Trains de nuit : la moitié des lignes pourraient fermer le 1er octobre

Publié le 21 juillet 2016 à 17:16 Aujourd'hui | 850 vues

Quatre des huit lignes de trains Intercités de nuit fermeront le 1er octobre si aucun opérateur privé ne veut les reprendre et que les régions concernées ne les financent pas.

Terminus pour les trains de nuit. Le secrétaire d’État aux Transports a annoncé ce jeudi 21 juillet que quatre des huit lignes Intercités de nuit, dont l’État a déjà annoncé l’arrêt des subventions, fermeront le 1er octobre prochain si aucun opérateur ferroviaire privé ne les reprend et que les régions concernées ne les financent pas. Faute de repreneur, les lignes appelées à disparaître sont celles reliant Paris à la Savoie (Saint-Gervais et Bourg-Saint-Maurice) et à Albi, ainsi que celles reliant Strasbourg et le Luxembourg à Nice et PortBou (Espagne)

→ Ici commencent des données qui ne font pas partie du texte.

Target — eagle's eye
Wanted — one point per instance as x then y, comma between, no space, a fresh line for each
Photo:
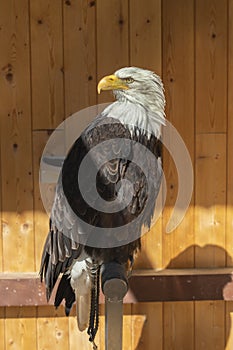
128,80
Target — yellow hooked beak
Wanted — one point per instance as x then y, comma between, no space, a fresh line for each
111,82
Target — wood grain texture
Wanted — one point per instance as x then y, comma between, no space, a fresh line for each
178,76
211,65
145,34
79,340
229,326
178,334
79,55
52,331
20,328
146,52
112,38
209,318
229,236
210,210
147,323
41,218
2,327
46,63
16,146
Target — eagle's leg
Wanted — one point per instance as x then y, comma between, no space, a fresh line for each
94,272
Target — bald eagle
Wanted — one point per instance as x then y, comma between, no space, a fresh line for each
106,191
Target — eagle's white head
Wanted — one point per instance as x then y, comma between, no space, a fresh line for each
139,93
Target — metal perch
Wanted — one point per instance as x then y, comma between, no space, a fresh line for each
114,286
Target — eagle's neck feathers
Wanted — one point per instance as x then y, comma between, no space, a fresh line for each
135,115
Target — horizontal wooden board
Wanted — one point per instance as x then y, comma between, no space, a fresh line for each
144,286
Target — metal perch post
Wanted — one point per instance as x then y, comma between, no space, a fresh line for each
114,286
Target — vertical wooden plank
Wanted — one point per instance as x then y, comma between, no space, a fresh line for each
145,34
178,76
2,328
16,149
210,232
77,339
52,329
20,328
210,198
178,325
112,38
79,54
127,328
209,325
211,65
229,326
41,219
1,231
146,52
46,63
229,237
147,326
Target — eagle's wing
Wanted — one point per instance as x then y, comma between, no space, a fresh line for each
70,209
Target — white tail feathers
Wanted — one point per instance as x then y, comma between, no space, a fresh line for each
82,310
81,283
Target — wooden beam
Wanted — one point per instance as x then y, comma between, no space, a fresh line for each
25,289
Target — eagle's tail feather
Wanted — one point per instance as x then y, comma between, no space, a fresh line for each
82,309
81,283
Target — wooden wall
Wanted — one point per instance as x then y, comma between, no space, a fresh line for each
52,53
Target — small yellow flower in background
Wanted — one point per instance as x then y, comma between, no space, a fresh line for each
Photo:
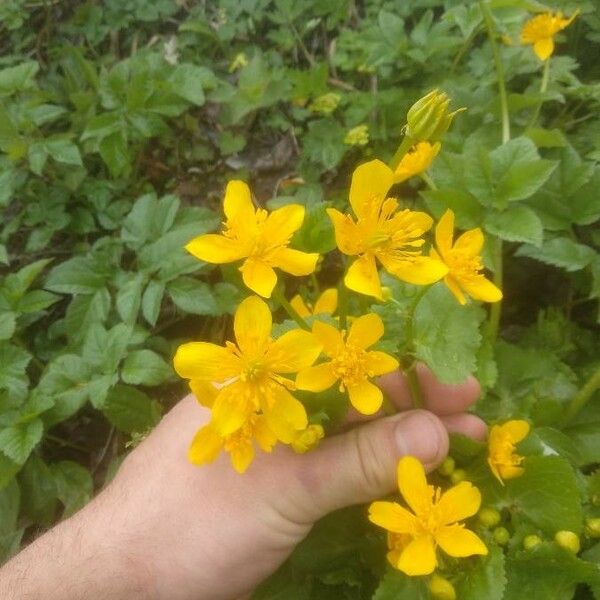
326,304
239,62
308,439
350,363
249,383
417,160
357,136
258,237
463,261
382,233
540,31
503,460
325,104
428,118
433,521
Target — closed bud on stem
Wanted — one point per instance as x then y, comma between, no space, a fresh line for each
531,541
447,467
501,536
568,540
441,589
489,517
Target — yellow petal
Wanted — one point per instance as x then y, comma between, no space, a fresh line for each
295,262
413,485
392,516
285,415
444,232
205,446
421,270
294,350
204,391
459,502
326,302
252,326
362,276
237,205
317,378
299,306
370,184
329,337
202,360
347,234
365,331
544,48
379,363
259,277
215,249
282,223
418,558
482,289
242,454
457,541
366,397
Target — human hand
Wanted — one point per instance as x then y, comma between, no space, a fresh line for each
169,529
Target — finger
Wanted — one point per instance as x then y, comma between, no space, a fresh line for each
360,465
440,398
469,425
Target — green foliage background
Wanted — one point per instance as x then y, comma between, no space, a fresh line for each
119,125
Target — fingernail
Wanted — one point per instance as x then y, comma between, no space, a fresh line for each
422,435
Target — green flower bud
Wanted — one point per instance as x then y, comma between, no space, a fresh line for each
441,589
428,118
489,517
501,536
531,541
592,527
447,467
458,475
568,540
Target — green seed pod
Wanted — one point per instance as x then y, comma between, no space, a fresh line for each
568,540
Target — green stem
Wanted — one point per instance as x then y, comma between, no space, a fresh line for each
289,309
543,88
582,397
489,24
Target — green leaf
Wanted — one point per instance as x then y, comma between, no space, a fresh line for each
560,252
144,367
515,224
547,494
130,410
18,441
446,335
74,485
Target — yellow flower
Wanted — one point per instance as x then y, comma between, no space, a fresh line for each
502,458
433,521
259,237
208,443
308,439
357,136
249,373
417,160
463,261
326,304
382,233
540,31
351,364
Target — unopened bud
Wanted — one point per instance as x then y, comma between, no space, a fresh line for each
531,541
441,589
568,540
501,536
489,517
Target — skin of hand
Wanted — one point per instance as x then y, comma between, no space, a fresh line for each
166,529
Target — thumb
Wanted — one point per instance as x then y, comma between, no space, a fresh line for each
360,465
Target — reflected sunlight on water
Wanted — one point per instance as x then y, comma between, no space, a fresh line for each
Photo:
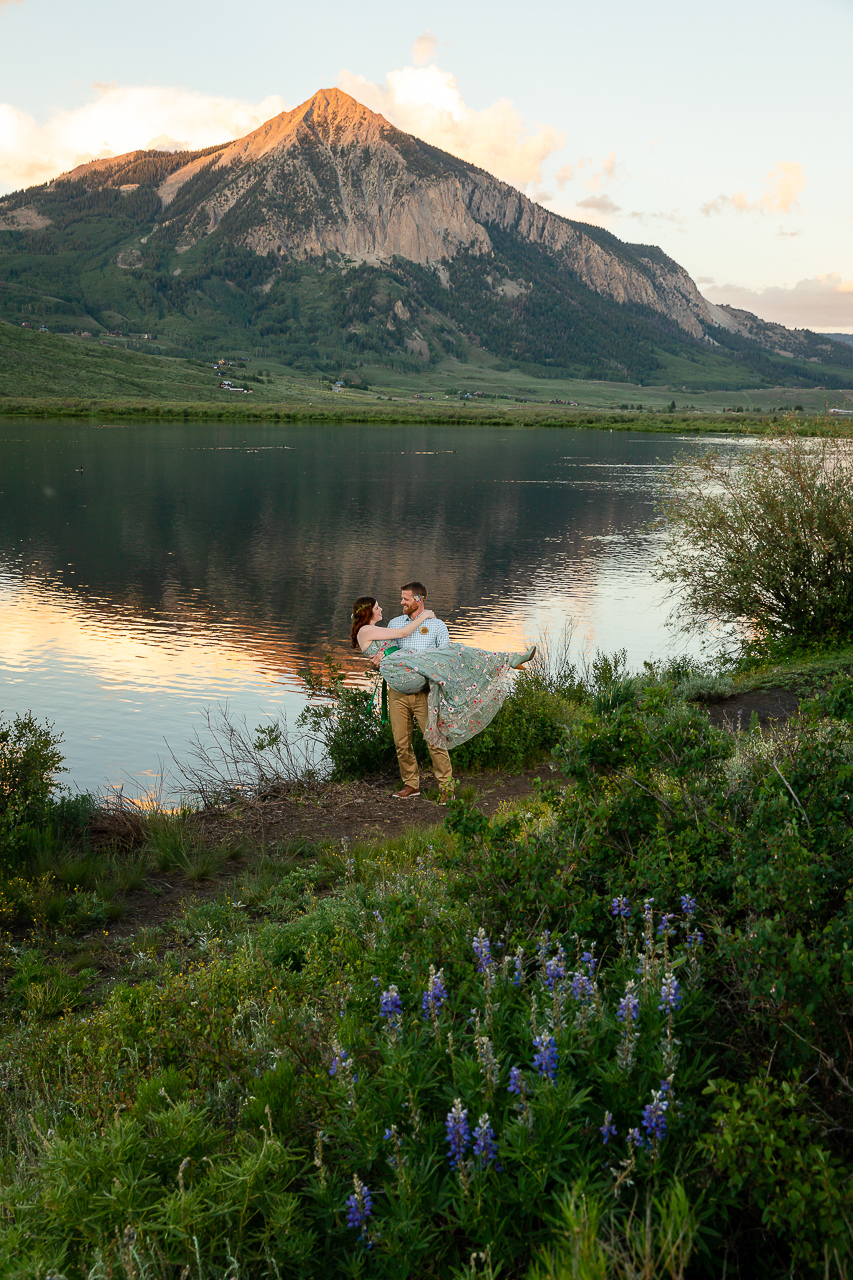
197,565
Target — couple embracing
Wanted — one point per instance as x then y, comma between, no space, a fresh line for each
451,690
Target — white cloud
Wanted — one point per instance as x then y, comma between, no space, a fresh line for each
600,205
821,302
783,187
117,120
427,101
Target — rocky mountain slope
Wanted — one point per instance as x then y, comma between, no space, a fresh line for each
329,237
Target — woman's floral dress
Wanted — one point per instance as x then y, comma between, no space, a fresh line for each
466,686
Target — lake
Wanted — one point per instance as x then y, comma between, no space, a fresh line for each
149,572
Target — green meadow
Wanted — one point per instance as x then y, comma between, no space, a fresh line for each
56,374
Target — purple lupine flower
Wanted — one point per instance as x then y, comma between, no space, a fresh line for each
628,1008
459,1136
546,1056
391,1006
555,969
483,950
518,977
359,1205
653,1118
484,1143
340,1060
436,993
582,987
670,993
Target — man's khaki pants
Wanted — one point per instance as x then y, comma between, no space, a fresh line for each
404,709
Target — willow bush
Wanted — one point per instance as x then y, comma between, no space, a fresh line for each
763,538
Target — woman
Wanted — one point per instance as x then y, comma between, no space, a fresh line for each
466,686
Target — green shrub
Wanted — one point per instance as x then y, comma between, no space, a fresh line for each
30,760
763,538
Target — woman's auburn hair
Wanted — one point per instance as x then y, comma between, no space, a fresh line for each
361,612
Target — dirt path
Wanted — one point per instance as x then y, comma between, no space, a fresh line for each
357,810
767,704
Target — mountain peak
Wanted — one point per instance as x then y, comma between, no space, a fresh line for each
331,114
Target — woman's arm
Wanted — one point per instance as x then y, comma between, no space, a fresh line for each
368,634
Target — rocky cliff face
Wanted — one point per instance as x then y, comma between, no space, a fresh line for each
332,177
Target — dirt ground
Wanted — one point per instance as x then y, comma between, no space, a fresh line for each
366,810
767,704
357,810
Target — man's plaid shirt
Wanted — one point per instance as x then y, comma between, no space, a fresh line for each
430,635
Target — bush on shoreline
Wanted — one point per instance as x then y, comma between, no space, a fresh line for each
480,1050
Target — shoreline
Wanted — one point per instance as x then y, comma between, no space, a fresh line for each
407,414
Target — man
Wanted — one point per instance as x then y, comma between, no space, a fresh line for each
404,709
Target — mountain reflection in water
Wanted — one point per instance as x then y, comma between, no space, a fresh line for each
194,563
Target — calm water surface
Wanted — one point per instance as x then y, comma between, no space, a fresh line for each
194,565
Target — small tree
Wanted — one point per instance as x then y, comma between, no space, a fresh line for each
30,760
763,538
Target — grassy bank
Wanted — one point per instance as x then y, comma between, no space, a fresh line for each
343,410
62,375
602,1033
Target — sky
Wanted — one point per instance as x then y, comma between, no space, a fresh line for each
712,131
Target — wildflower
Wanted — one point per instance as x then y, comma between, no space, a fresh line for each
391,1006
653,1118
484,1143
555,969
340,1060
546,1056
483,950
436,993
628,1008
459,1136
359,1205
670,993
582,987
486,1057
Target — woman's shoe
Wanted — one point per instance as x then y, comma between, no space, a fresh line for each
520,658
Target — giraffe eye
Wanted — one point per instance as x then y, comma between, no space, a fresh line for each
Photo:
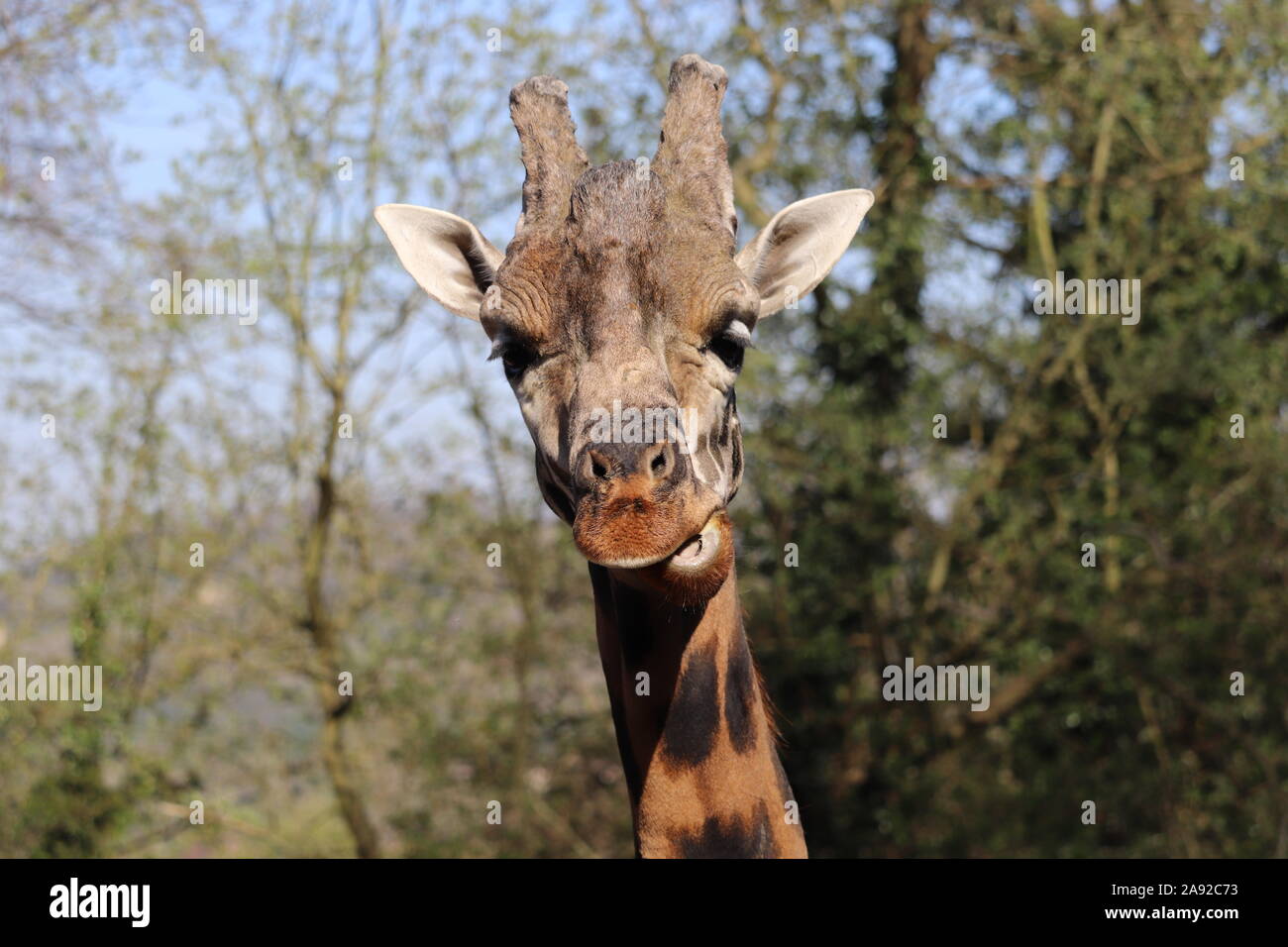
728,351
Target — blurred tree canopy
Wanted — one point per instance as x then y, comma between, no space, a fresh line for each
1006,145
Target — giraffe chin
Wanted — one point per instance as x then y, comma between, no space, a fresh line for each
695,571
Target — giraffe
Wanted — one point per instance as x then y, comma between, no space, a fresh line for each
622,291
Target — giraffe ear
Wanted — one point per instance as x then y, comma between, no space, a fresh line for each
800,245
446,254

Deux autres lignes bénéficieront d’un sursis : « La ligne Paris-Tarbes-Hendaye sera toutefois maintenue jusqu’à la mise en service de la ligne nouvelle Sud Europe Atlantique (le 1er juillet 2017) », indique le ministère. « La ligne Paris-Nice, dont l’interruption était prévue le 1er octobre 2016, sera maintenue jusqu’à la fin de la saison estivale 2017 (le 1er octobre 2017). Et précise qu’« un travail est en cours entre la Région Occitanie et SNCF Mobilités pour définir un prolongement du service de nuit entre Toulouse et Cerbère ».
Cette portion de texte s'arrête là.